Monday, November 24, 2008

Practice What You Preach

I realize that not everyone is in a position to live a car-free life. Actually, having just moved to the Twin Cities from NYC I have seen how years of built infrastructure is crippling the TCs. Everything seems to be about parking. So yes, I did sign up for car share (and honestly a car might be in my future for sharing with my wife) but right now I am still going to battle it out with the bus, light rail, and my new bike. I feel it is important to not only "talk the talk" but you need to "walk the walk."

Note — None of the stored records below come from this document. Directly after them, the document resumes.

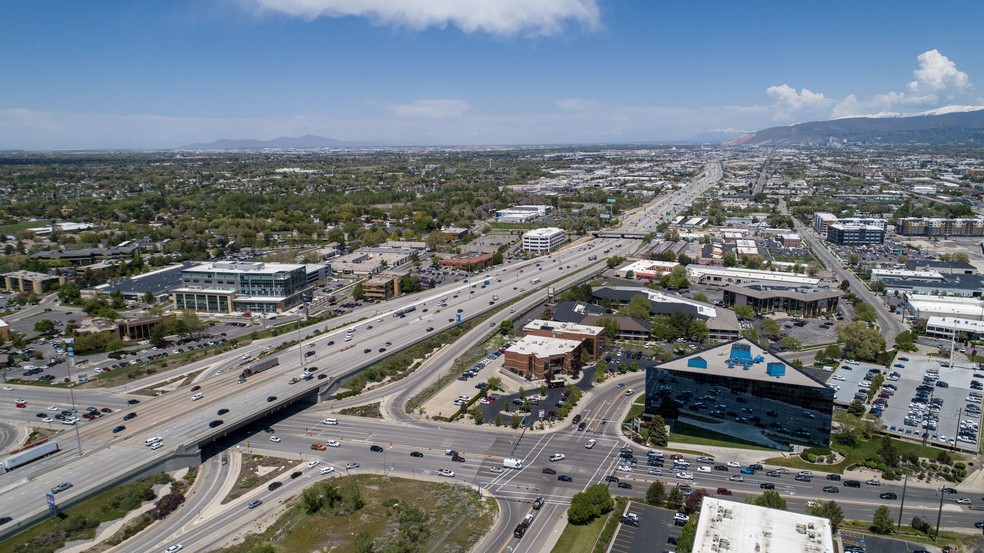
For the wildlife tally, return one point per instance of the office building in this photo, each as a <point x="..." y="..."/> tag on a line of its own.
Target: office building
<point x="728" y="526"/>
<point x="741" y="392"/>
<point x="848" y="234"/>
<point x="543" y="240"/>
<point x="232" y="287"/>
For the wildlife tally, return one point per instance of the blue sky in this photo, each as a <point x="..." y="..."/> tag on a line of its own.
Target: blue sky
<point x="142" y="74"/>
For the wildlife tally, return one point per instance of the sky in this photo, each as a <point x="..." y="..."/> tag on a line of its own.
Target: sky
<point x="141" y="74"/>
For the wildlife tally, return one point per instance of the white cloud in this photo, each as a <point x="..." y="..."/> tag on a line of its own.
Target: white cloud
<point x="791" y="106"/>
<point x="577" y="104"/>
<point x="498" y="17"/>
<point x="430" y="109"/>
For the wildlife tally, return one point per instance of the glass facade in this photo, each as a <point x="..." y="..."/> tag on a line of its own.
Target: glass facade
<point x="765" y="412"/>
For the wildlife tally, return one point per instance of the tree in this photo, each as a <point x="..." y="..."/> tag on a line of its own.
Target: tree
<point x="771" y="499"/>
<point x="656" y="493"/>
<point x="861" y="340"/>
<point x="694" y="500"/>
<point x="674" y="500"/>
<point x="657" y="432"/>
<point x="881" y="522"/>
<point x="746" y="312"/>
<point x="770" y="326"/>
<point x="829" y="510"/>
<point x="638" y="307"/>
<point x="44" y="326"/>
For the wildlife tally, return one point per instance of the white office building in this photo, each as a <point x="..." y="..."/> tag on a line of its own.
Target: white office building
<point x="543" y="240"/>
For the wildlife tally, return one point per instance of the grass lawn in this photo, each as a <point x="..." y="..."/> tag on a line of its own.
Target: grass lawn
<point x="581" y="539"/>
<point x="455" y="518"/>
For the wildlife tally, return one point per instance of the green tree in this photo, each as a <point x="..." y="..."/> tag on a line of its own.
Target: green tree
<point x="746" y="312"/>
<point x="771" y="499"/>
<point x="638" y="307"/>
<point x="656" y="493"/>
<point x="861" y="340"/>
<point x="882" y="522"/>
<point x="44" y="326"/>
<point x="829" y="510"/>
<point x="674" y="499"/>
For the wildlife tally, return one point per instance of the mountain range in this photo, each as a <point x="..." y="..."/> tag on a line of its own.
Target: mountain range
<point x="306" y="142"/>
<point x="955" y="125"/>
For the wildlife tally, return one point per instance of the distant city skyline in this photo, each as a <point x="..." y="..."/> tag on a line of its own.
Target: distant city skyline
<point x="149" y="75"/>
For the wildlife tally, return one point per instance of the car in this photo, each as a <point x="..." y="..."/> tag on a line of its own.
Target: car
<point x="61" y="487"/>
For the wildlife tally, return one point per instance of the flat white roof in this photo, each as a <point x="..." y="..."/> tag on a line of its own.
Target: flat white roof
<point x="541" y="346"/>
<point x="731" y="526"/>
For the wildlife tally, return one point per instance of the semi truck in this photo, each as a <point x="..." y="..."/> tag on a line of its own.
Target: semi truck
<point x="259" y="367"/>
<point x="28" y="455"/>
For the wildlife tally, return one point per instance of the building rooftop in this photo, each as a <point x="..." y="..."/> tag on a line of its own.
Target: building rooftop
<point x="556" y="326"/>
<point x="726" y="526"/>
<point x="741" y="359"/>
<point x="541" y="346"/>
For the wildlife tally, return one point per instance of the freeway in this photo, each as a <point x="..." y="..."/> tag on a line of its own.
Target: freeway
<point x="183" y="421"/>
<point x="890" y="325"/>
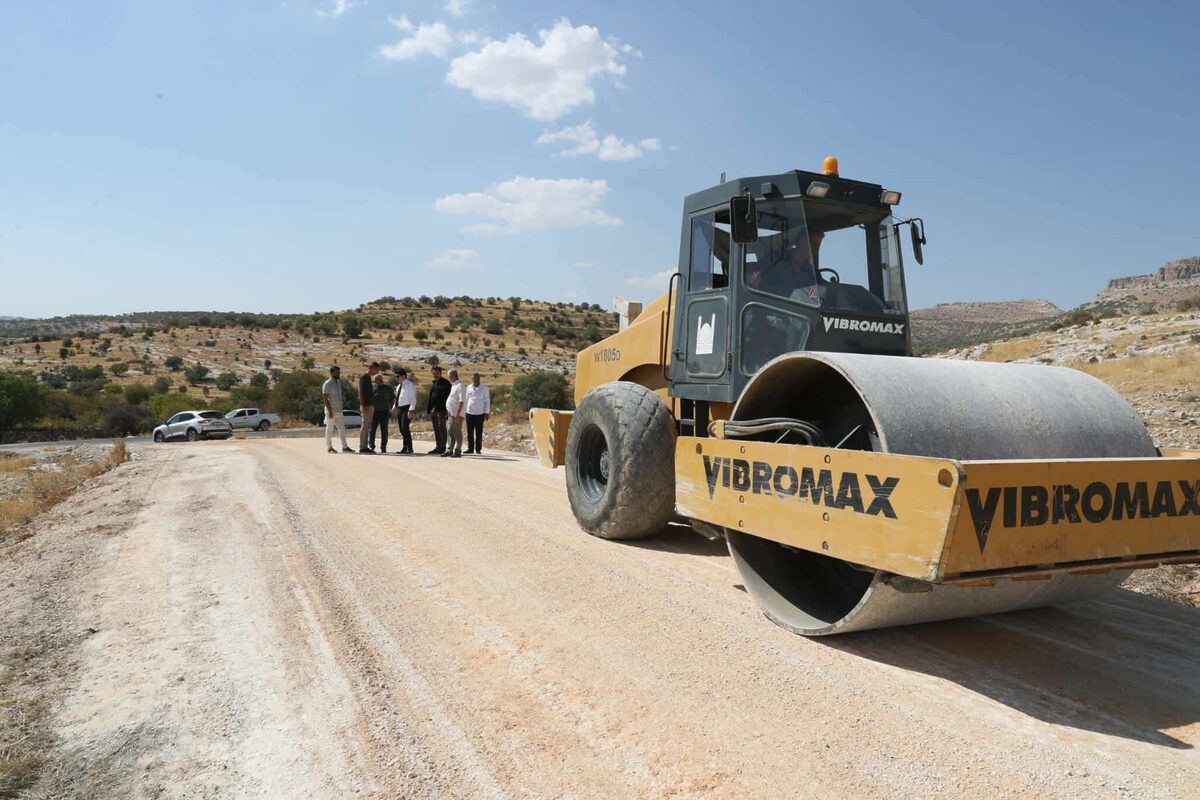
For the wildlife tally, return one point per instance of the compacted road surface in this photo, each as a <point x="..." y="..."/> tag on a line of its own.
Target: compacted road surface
<point x="258" y="618"/>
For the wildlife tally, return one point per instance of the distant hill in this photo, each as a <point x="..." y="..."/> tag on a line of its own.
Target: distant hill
<point x="963" y="324"/>
<point x="1162" y="290"/>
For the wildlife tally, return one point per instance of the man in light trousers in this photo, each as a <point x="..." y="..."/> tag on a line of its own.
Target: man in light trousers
<point x="478" y="407"/>
<point x="455" y="404"/>
<point x="331" y="392"/>
<point x="406" y="401"/>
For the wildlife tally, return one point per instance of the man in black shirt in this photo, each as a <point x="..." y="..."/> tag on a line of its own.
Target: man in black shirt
<point x="383" y="400"/>
<point x="439" y="390"/>
<point x="366" y="403"/>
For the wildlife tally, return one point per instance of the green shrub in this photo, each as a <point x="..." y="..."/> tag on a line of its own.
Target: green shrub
<point x="137" y="394"/>
<point x="196" y="373"/>
<point x="352" y="325"/>
<point x="543" y="389"/>
<point x="227" y="380"/>
<point x="22" y="400"/>
<point x="127" y="420"/>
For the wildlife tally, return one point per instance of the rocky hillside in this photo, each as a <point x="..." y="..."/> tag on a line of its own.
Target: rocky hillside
<point x="1155" y="362"/>
<point x="961" y="324"/>
<point x="1163" y="290"/>
<point x="502" y="338"/>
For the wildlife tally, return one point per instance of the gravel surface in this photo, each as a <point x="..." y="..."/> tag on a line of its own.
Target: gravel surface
<point x="258" y="618"/>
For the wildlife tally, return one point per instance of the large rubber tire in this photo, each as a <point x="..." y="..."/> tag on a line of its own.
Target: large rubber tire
<point x="621" y="462"/>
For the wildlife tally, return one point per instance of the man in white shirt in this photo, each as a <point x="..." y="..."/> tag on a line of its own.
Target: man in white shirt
<point x="331" y="392"/>
<point x="406" y="401"/>
<point x="454" y="410"/>
<point x="478" y="407"/>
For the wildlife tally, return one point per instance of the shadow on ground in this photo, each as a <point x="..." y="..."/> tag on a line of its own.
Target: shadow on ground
<point x="1125" y="665"/>
<point x="678" y="537"/>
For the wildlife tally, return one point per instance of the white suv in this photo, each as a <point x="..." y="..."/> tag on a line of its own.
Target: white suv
<point x="195" y="425"/>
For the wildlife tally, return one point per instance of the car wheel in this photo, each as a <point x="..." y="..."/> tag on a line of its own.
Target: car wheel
<point x="621" y="462"/>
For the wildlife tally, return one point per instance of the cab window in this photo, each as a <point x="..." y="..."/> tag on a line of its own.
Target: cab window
<point x="709" y="266"/>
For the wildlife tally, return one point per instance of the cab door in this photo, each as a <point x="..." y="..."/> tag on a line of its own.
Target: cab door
<point x="702" y="340"/>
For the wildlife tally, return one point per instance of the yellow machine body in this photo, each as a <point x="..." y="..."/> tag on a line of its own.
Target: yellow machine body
<point x="945" y="521"/>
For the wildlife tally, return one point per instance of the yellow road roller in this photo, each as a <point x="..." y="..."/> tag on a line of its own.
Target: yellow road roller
<point x="769" y="398"/>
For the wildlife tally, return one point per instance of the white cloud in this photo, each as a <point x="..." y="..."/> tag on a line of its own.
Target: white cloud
<point x="339" y="8"/>
<point x="657" y="281"/>
<point x="547" y="79"/>
<point x="586" y="142"/>
<point x="425" y="38"/>
<point x="532" y="203"/>
<point x="455" y="259"/>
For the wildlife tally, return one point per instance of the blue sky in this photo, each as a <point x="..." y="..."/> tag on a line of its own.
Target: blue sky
<point x="312" y="155"/>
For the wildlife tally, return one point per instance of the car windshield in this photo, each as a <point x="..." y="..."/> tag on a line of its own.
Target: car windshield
<point x="780" y="263"/>
<point x="856" y="258"/>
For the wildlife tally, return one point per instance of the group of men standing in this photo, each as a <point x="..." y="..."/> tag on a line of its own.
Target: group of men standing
<point x="450" y="403"/>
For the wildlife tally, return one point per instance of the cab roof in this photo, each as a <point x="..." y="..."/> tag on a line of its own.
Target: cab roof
<point x="792" y="184"/>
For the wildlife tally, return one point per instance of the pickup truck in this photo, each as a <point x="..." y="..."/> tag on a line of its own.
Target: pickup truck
<point x="251" y="417"/>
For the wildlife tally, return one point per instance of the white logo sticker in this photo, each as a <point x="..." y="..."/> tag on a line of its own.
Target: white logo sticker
<point x="705" y="335"/>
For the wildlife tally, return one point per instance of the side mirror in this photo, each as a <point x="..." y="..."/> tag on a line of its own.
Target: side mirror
<point x="743" y="220"/>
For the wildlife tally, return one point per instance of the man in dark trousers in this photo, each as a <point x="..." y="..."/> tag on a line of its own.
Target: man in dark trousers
<point x="384" y="398"/>
<point x="439" y="390"/>
<point x="366" y="403"/>
<point x="406" y="401"/>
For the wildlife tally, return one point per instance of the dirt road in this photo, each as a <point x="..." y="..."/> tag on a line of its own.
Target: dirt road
<point x="262" y="619"/>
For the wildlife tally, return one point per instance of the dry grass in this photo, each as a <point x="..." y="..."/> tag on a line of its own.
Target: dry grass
<point x="1147" y="372"/>
<point x="1013" y="350"/>
<point x="46" y="489"/>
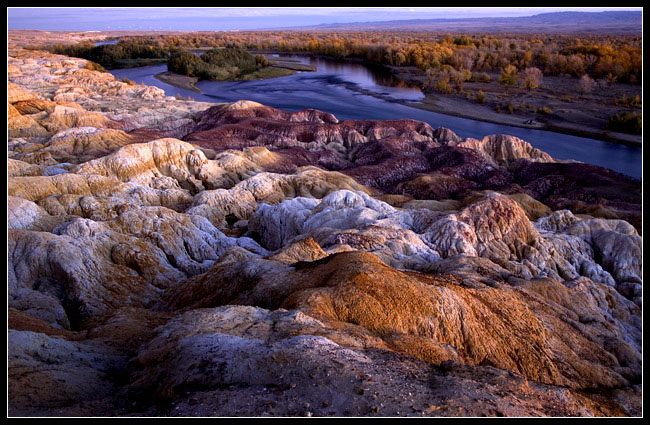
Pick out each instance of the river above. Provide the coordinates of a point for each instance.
(343, 88)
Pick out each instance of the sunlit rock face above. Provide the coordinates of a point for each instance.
(236, 259)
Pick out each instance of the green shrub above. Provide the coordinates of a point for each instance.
(626, 122)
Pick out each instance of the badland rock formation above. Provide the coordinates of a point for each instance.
(171, 257)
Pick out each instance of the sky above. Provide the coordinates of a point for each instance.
(253, 18)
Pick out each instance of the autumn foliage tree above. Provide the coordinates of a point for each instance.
(509, 76)
(532, 78)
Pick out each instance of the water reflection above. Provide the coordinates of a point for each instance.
(367, 76)
(334, 88)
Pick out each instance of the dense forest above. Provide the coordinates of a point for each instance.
(615, 58)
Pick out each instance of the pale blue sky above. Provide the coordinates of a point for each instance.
(223, 19)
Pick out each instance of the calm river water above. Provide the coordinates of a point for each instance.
(337, 87)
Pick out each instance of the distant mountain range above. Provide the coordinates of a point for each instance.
(627, 22)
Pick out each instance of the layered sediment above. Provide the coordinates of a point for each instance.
(171, 257)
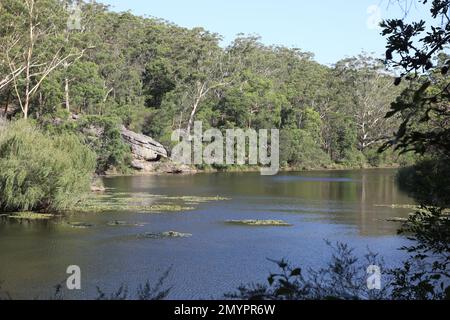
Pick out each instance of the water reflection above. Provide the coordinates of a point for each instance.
(334, 205)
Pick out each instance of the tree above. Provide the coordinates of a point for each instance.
(372, 94)
(35, 46)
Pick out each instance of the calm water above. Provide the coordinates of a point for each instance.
(338, 206)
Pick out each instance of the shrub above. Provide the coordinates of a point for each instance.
(39, 172)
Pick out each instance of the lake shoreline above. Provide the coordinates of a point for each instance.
(194, 171)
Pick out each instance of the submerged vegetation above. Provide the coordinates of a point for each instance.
(260, 223)
(141, 203)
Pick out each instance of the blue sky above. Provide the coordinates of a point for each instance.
(331, 29)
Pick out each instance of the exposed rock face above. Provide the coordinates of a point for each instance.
(149, 156)
(143, 148)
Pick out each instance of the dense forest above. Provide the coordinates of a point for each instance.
(154, 77)
(108, 70)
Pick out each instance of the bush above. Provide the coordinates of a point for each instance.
(40, 172)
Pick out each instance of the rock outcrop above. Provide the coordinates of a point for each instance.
(143, 147)
(149, 156)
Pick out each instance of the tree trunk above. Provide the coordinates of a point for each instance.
(66, 94)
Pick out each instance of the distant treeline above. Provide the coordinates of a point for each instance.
(154, 77)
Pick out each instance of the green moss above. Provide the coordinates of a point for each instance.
(260, 223)
(141, 202)
(30, 216)
(398, 206)
(167, 234)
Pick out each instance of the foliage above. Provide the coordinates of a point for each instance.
(425, 275)
(156, 77)
(42, 172)
(343, 278)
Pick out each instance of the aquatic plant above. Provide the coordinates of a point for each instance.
(260, 223)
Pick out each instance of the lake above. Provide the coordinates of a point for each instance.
(348, 206)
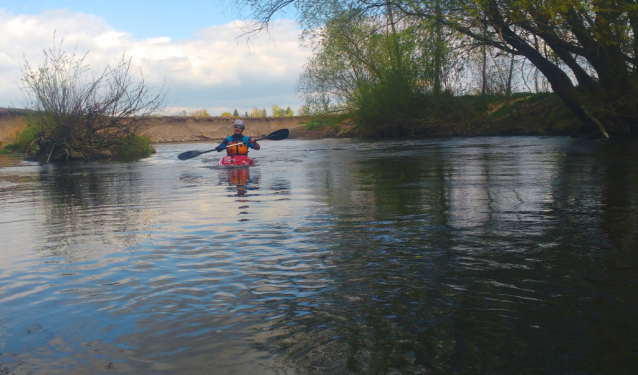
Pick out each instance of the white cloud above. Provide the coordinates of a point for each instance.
(215, 70)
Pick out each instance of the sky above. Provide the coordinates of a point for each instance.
(195, 47)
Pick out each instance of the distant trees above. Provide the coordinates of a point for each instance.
(586, 51)
(200, 113)
(278, 112)
(257, 113)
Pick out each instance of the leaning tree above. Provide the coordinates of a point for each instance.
(586, 49)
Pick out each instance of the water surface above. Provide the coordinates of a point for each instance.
(477, 255)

I found this article ironic when a city planner confesses how much they love to drive:

Almost daily, I promote smart growth - alternative transportation choices,reduced greenhouse gases, increased housing densities. It's my business to help Canadians understand and adapt to a future that is different from the past. I am a 21st-century city planner.Along with fellow futurists, I advocate less vehicle travel, more cycling and transit use, smaller cars and sensible energy consumption. The terms "eco-density," "high-occupancy vehicles" and "environmental footprint" are common currency. By day I'm committed to radical societal change. But my lifestyle is suspect because I really like to drive. Mostly by myself. Pedal to the metal. Wide-open spaces. No boundaries. Zoom, zoom, zoom.

And an unsustainable future:

I understand the disconnect between the extravagant past and our frugal future. My lifestyle is unsustainable and I need to change my patterns. But I subtly resist the shift. Perhaps it's the curse of the baby boomers. For our generation, driving has been a lifelong love affair, one that isn't easily surrendered.

Don't get me wrong, cars are always going to be a part of our lives. What I promote is a balance of options so that people have the opportunity to walk,bus, rail, or even bike to a destination. My concern is that when we have streets that are designed with one thing in mind (moving cars through as quickly as possible) as a planner and community development director, it is my duty to show people a different way of thinking about these spaces.